Transformasi digital adalah perubahan paradigma dalam cara orang hidup, bekerja, dan
berbisnis, bukan sekadar revolusi teknologi. Dalam menghadapi inovasi teknologi seperti
fintech, blockchain, dan kecerdasan buatan (AI), keuangan dan ekonomi Islam telah
memperoleh daya tarik strategis agar tampak lebih efisien, inklusif, dan relevan di era digital.
Namun dalam konteks Islam, digitalisasi tidak hanya difokuskan pada inovasi dan efisiensi.
Digitalisasi harus konsisten dengan Maqasid Al-Shariah, atau tujuan syariah, yang mencakup
keberlanjutan, keadilan, dan melindungi masyarakat dari perilaku eksploitatif. Oleh karena itu,
ini bukan hanya masalah apakah teknologi dapat digunakan, tetapi juga bagaimana teknologi
dapat disertakan tanpa mengorbankan prinsip-prinsip Islam.
Laporan Fintech Islam Global 2023 menunjukkan bahwa nilai pasar Fintech Islam
diproyeksikan mencapai USD 179 miliar, dengan ekspektasi tumbuh menjadi USD 306 miliar
pada tahun 2027. Pusat pertumbuhan utama meliputi negara-negara dengan populasi Muslim
yang signifikan seperti Indonesia, Malaysia, dan Arab Saudi. Inovasi seperti penasihat robot
Islam, crowdfunding yang sesuai dengan syariah, dan dompet elektronik halal menjadi semakin
lazim dalam keuangan Islam. Di Indonesia, lembaga keuangan Islam konvensional juga
mengalami transformasi digital. Bank Syariah Indonesia (BSI), bank Islam terbesar di negara
ini, telah memperkenalkan aplikasi super digital yang menggabungkan kebutuhan transaksi
harian dengan kepatuhan syariah. Ini merupakan transisi yang signifikan dari metode
tradisional ke ekosistem keuangan Islam yang lebih digital, mudah beradaptasi, dan berfokus
pada pengguna. Namun demikian, tidak semua pemangku kepentingan siap untuk transformasi
ini. Masalah seperti kesenjangan digital, literasi keuangan Islam digital yang tidak memadai,
dan hambatan regulasi merupakan tantangan mendesak yang memerlukan perhatian segera.

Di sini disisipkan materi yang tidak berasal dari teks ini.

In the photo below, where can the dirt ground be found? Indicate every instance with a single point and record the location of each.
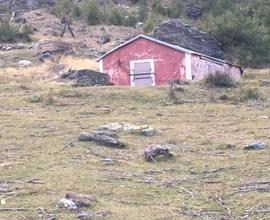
(210, 176)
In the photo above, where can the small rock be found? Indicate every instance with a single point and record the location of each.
(75, 201)
(129, 128)
(25, 63)
(256, 146)
(101, 139)
(68, 203)
(104, 39)
(148, 132)
(36, 99)
(107, 161)
(93, 215)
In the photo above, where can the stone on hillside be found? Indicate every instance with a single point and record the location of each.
(25, 63)
(180, 34)
(26, 4)
(86, 77)
(48, 48)
(93, 215)
(144, 130)
(101, 139)
(104, 39)
(76, 201)
(256, 146)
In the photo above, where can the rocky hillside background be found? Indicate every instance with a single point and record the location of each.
(240, 29)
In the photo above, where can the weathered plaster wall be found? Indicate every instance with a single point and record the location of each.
(169, 63)
(201, 67)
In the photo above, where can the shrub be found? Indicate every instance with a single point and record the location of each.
(219, 80)
(91, 12)
(248, 75)
(246, 94)
(115, 16)
(63, 8)
(153, 19)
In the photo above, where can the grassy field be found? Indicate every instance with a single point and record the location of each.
(206, 134)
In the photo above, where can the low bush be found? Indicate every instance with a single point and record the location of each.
(219, 79)
(248, 76)
(247, 94)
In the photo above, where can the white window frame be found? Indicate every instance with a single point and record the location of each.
(101, 68)
(152, 65)
(188, 66)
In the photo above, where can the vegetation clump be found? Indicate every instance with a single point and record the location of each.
(247, 94)
(219, 79)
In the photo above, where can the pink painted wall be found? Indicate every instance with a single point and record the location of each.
(201, 67)
(169, 63)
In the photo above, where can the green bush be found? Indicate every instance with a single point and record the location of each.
(63, 8)
(91, 12)
(246, 94)
(151, 22)
(219, 79)
(243, 30)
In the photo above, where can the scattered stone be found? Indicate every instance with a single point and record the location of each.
(93, 215)
(176, 32)
(48, 48)
(151, 153)
(25, 63)
(105, 39)
(148, 132)
(36, 99)
(144, 130)
(256, 146)
(107, 161)
(101, 139)
(86, 77)
(76, 201)
(68, 203)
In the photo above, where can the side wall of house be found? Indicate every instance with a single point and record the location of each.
(201, 67)
(169, 63)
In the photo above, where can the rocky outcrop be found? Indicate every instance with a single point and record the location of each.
(86, 77)
(46, 49)
(18, 5)
(180, 34)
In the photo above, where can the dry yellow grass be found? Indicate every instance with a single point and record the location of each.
(44, 71)
(79, 63)
(203, 178)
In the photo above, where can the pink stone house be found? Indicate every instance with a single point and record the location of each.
(147, 61)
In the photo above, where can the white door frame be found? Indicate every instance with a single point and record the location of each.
(152, 65)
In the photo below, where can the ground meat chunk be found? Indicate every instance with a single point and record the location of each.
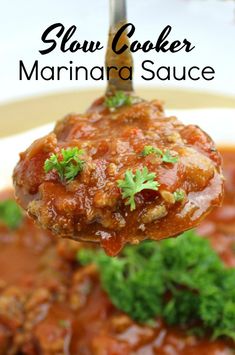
(91, 207)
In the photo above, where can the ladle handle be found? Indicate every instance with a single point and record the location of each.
(118, 19)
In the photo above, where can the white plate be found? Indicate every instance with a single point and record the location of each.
(219, 123)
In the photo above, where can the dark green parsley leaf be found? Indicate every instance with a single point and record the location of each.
(134, 183)
(186, 268)
(120, 98)
(10, 214)
(166, 156)
(179, 195)
(69, 166)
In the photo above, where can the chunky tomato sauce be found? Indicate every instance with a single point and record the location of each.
(50, 305)
(91, 207)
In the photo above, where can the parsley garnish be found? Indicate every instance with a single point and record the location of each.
(166, 156)
(179, 195)
(199, 288)
(120, 98)
(69, 166)
(134, 183)
(10, 214)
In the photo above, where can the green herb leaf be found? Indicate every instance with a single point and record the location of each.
(166, 156)
(134, 183)
(69, 166)
(120, 98)
(10, 214)
(199, 288)
(179, 195)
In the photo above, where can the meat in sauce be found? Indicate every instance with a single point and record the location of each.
(180, 162)
(49, 305)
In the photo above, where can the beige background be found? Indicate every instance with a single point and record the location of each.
(18, 116)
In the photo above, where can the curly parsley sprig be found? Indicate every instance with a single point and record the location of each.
(11, 214)
(134, 183)
(166, 156)
(186, 268)
(120, 98)
(69, 166)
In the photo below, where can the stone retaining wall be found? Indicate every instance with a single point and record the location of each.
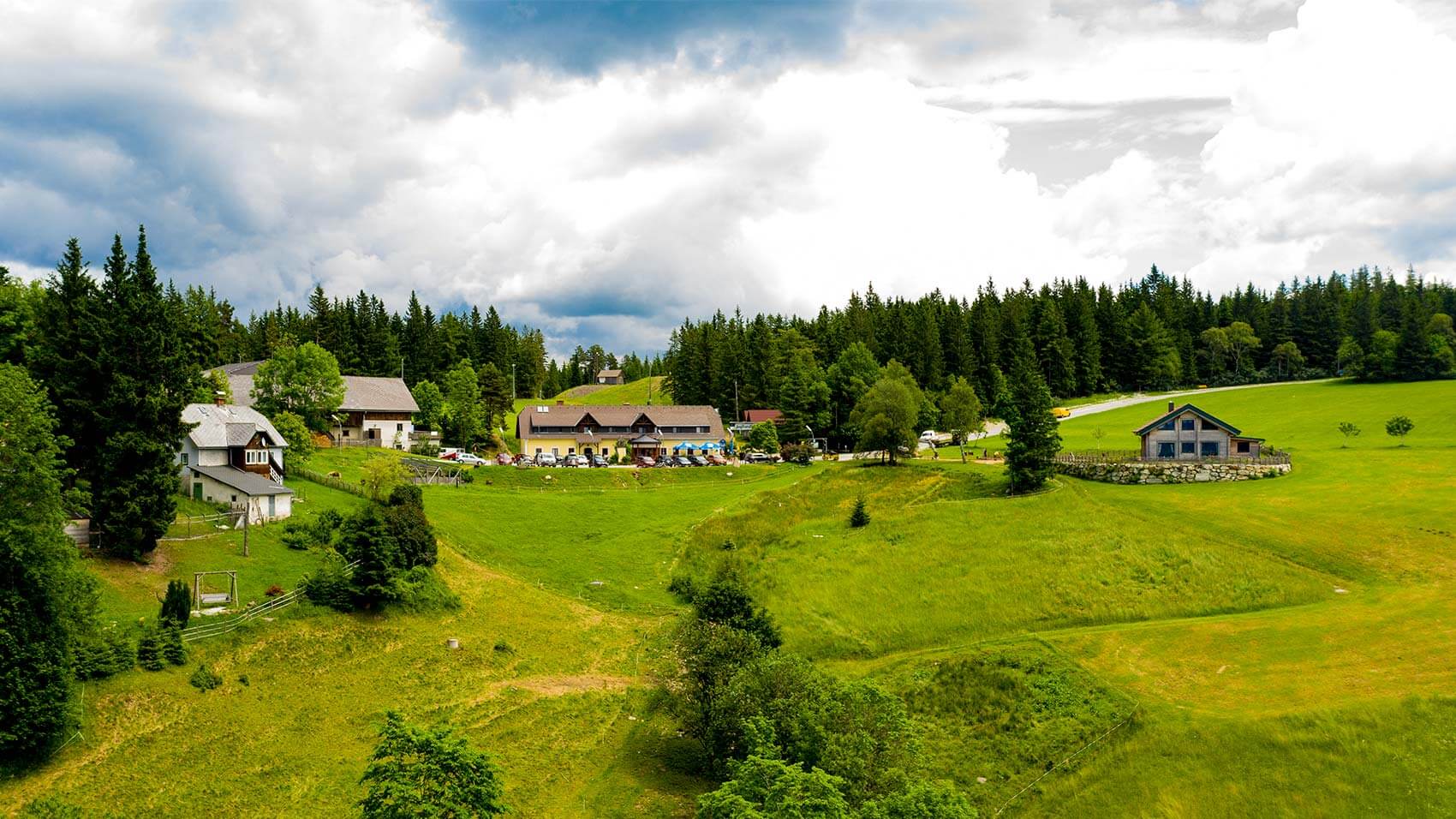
(1171, 471)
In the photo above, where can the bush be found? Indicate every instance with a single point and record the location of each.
(204, 678)
(149, 650)
(682, 588)
(422, 590)
(331, 584)
(172, 648)
(176, 605)
(797, 453)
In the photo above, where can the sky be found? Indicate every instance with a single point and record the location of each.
(606, 170)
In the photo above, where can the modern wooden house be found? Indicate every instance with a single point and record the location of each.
(619, 430)
(1189, 433)
(376, 411)
(233, 455)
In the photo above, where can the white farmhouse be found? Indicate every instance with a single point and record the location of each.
(235, 455)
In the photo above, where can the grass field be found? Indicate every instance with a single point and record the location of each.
(1268, 648)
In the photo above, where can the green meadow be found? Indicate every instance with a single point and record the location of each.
(1267, 648)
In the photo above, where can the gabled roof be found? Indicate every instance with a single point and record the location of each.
(621, 415)
(247, 482)
(372, 394)
(1160, 420)
(228, 424)
(361, 394)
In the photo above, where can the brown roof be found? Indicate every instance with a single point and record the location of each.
(622, 415)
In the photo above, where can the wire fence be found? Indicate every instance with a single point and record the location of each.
(218, 629)
(332, 481)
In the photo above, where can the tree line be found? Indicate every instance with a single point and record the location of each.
(1158, 332)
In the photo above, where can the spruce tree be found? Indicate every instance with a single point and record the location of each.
(149, 650)
(47, 601)
(66, 356)
(149, 380)
(1033, 438)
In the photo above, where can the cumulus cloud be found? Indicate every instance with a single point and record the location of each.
(717, 159)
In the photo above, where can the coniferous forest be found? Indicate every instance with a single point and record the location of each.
(1154, 334)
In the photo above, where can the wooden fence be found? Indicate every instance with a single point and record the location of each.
(218, 629)
(326, 481)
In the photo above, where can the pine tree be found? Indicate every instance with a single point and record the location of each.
(149, 650)
(172, 648)
(1033, 438)
(149, 382)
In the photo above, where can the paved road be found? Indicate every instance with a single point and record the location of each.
(998, 427)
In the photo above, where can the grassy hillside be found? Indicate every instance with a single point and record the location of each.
(632, 392)
(1268, 648)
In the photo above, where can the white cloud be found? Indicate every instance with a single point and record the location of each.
(360, 146)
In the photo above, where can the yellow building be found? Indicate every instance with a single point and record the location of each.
(628, 430)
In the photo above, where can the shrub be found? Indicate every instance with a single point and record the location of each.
(682, 588)
(428, 773)
(149, 650)
(1398, 427)
(421, 590)
(797, 452)
(176, 605)
(172, 648)
(331, 584)
(204, 678)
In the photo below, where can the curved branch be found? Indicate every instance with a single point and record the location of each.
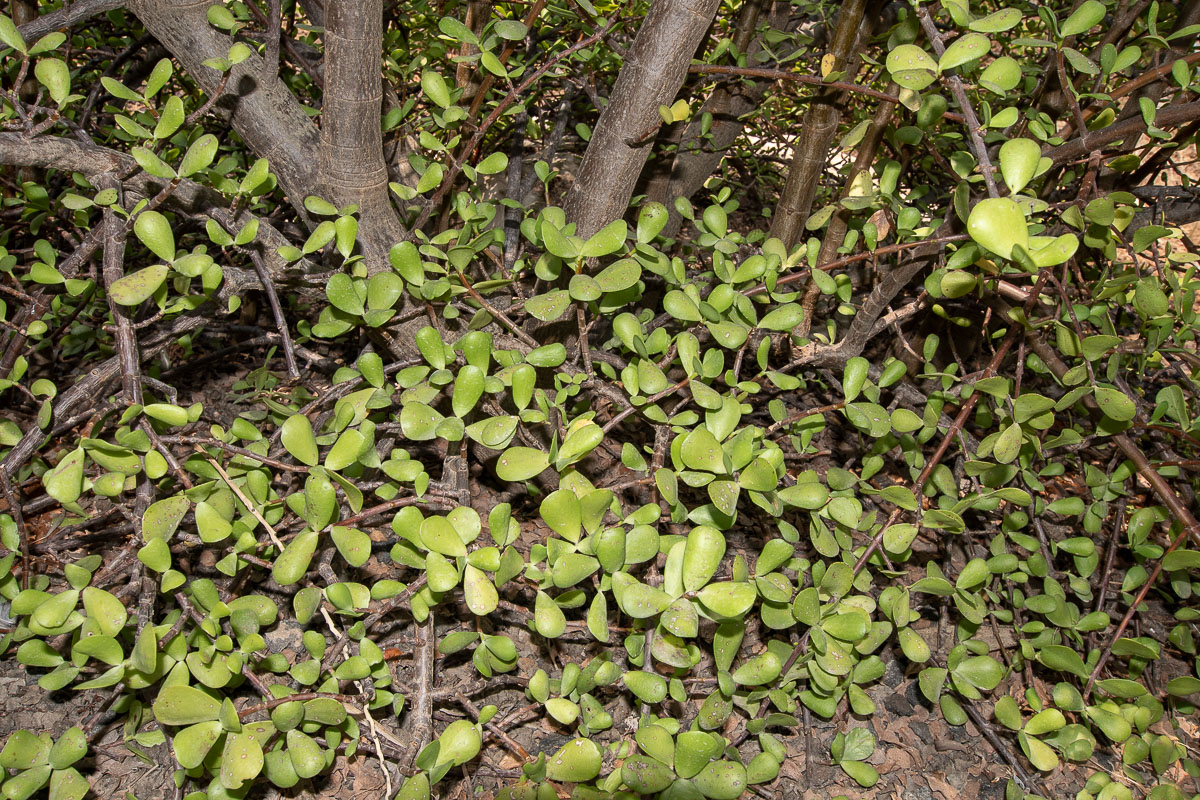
(265, 114)
(652, 74)
(69, 14)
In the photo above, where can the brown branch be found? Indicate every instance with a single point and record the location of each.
(803, 78)
(972, 122)
(71, 13)
(817, 130)
(652, 73)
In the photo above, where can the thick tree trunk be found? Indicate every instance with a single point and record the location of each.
(352, 166)
(697, 157)
(653, 72)
(265, 115)
(816, 132)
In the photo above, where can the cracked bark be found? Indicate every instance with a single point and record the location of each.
(817, 130)
(653, 72)
(697, 158)
(352, 164)
(264, 113)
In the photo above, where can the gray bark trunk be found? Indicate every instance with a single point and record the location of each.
(653, 73)
(265, 115)
(696, 157)
(352, 166)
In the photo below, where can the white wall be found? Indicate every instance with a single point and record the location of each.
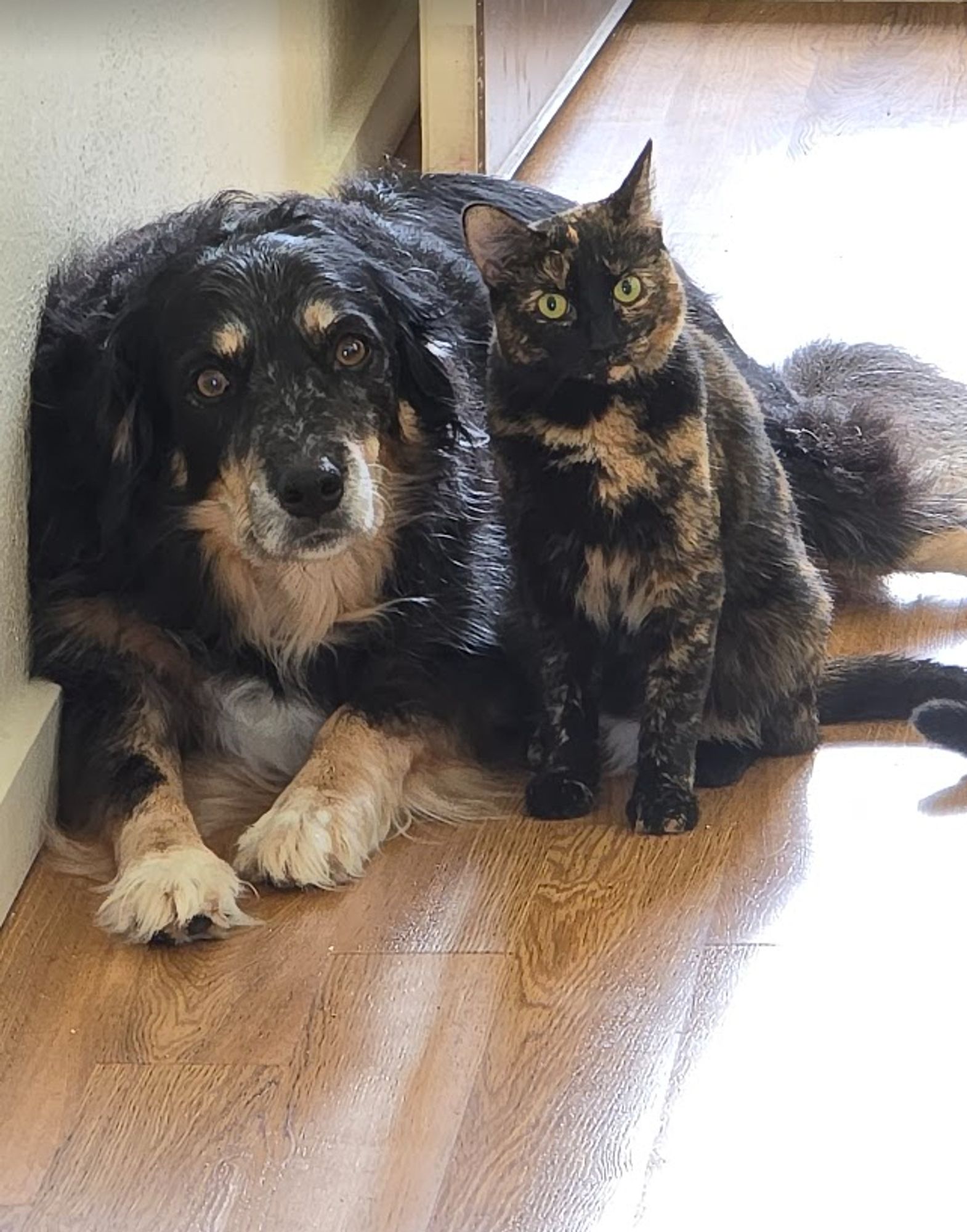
(110, 113)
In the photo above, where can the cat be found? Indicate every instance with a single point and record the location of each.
(661, 569)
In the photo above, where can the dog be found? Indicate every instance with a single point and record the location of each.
(265, 533)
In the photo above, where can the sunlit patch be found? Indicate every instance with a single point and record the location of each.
(917, 588)
(230, 341)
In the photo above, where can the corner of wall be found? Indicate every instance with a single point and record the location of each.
(28, 761)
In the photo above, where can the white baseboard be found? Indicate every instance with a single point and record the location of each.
(29, 731)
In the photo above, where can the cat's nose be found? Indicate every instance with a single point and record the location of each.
(602, 339)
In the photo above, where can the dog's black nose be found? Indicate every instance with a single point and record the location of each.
(311, 491)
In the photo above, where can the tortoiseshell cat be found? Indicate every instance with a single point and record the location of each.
(662, 573)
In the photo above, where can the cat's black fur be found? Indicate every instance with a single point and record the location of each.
(662, 570)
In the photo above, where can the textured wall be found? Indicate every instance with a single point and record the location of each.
(114, 110)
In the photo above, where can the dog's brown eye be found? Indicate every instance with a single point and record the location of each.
(212, 384)
(352, 352)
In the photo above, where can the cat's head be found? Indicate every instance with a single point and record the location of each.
(592, 290)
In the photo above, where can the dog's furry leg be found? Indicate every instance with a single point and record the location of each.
(338, 810)
(126, 689)
(169, 885)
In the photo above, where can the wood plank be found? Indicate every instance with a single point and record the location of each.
(378, 1092)
(586, 1028)
(164, 1146)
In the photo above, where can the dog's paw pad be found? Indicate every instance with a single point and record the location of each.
(557, 795)
(172, 898)
(674, 811)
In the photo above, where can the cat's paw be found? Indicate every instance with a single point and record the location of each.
(559, 795)
(720, 763)
(671, 810)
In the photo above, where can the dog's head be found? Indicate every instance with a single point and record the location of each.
(267, 380)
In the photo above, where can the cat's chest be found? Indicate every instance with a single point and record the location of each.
(602, 460)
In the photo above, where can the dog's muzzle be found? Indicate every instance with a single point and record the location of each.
(311, 505)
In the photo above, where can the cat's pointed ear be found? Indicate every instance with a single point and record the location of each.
(634, 199)
(498, 242)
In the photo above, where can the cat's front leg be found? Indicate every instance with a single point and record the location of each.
(565, 756)
(678, 651)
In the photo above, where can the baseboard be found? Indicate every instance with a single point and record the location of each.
(29, 734)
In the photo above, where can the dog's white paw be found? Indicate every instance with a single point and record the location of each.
(309, 840)
(183, 895)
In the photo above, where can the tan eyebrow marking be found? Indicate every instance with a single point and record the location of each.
(317, 317)
(230, 341)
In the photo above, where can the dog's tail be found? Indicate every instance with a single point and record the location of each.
(875, 447)
(884, 687)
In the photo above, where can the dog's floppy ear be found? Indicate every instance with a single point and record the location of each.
(427, 357)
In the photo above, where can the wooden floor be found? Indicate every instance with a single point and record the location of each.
(539, 1027)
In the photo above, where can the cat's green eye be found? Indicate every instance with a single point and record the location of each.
(552, 306)
(629, 289)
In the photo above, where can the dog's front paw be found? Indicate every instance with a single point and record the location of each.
(307, 840)
(559, 795)
(183, 895)
(668, 810)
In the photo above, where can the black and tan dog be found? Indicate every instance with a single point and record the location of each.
(264, 528)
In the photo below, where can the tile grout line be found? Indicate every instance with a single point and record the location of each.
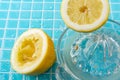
(3, 40)
(5, 33)
(53, 37)
(35, 2)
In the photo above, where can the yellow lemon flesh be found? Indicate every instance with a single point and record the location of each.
(33, 53)
(85, 15)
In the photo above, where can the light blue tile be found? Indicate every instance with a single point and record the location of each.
(4, 6)
(10, 33)
(57, 33)
(13, 15)
(20, 31)
(48, 14)
(27, 0)
(44, 77)
(58, 24)
(26, 6)
(115, 7)
(53, 77)
(38, 0)
(3, 14)
(15, 76)
(58, 0)
(24, 24)
(35, 24)
(4, 76)
(8, 44)
(49, 6)
(37, 6)
(12, 23)
(25, 15)
(2, 23)
(30, 77)
(57, 6)
(0, 43)
(1, 33)
(57, 15)
(48, 24)
(4, 66)
(116, 16)
(36, 15)
(15, 6)
(49, 32)
(48, 0)
(6, 54)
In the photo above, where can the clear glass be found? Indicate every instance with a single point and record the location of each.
(90, 56)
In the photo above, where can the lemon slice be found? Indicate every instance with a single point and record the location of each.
(33, 52)
(85, 15)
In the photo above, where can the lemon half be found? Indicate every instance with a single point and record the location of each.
(33, 52)
(85, 15)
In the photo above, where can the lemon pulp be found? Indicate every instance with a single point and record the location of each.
(33, 53)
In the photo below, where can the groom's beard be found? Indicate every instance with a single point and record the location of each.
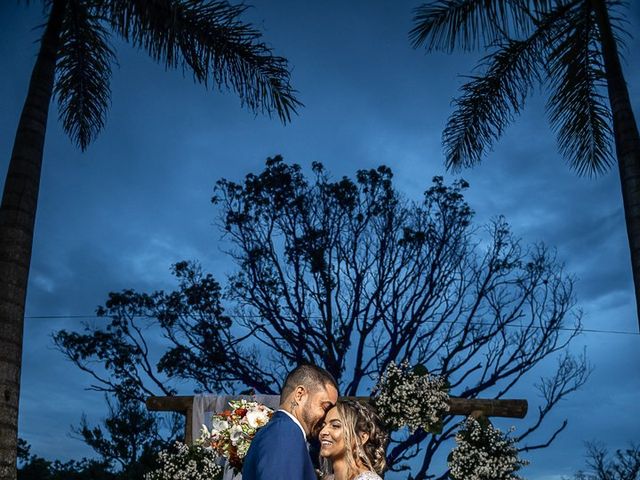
(313, 424)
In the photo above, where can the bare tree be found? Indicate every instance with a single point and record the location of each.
(351, 276)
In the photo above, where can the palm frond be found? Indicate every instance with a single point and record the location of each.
(467, 24)
(489, 102)
(207, 38)
(578, 111)
(83, 73)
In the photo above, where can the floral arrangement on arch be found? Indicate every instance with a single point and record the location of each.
(411, 397)
(187, 462)
(232, 430)
(483, 452)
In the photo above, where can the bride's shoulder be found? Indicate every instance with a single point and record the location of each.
(368, 476)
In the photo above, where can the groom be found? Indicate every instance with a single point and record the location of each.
(279, 450)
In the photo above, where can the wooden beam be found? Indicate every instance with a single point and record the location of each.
(489, 408)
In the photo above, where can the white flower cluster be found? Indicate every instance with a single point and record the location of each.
(483, 452)
(187, 462)
(406, 397)
(233, 430)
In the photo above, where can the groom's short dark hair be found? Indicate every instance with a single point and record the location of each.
(309, 376)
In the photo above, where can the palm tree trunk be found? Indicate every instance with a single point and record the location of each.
(17, 218)
(627, 140)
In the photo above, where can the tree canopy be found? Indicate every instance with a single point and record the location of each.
(351, 276)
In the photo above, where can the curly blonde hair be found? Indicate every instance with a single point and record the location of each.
(358, 418)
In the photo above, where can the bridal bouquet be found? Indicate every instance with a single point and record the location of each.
(232, 430)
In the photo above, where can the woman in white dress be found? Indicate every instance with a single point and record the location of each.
(352, 443)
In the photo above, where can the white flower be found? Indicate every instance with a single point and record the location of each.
(257, 418)
(218, 425)
(236, 434)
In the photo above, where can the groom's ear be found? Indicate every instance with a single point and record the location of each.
(299, 392)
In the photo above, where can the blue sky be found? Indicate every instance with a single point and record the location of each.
(118, 215)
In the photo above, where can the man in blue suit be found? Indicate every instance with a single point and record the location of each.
(279, 451)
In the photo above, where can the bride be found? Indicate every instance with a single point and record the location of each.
(352, 443)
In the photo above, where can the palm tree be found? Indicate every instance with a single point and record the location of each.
(570, 48)
(202, 37)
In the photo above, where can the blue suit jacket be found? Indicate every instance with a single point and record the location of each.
(278, 452)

Penelitian Afiqah et al. (2023) dalam Jurnal Kajian Keuangan Islam menunjukkan
bahwa adopsi teknologi pada fintech syariah di Asia Tenggara dipengaruhi oleh tiga faktor
utama, yakni kepercayaan terhadap sistem digital, kepatuhan syariah, dan regulasi pemerintah.
Penelitian ini melibatkan lebih dari 100 startup fintech syariah di Indonesia dan Malaysia.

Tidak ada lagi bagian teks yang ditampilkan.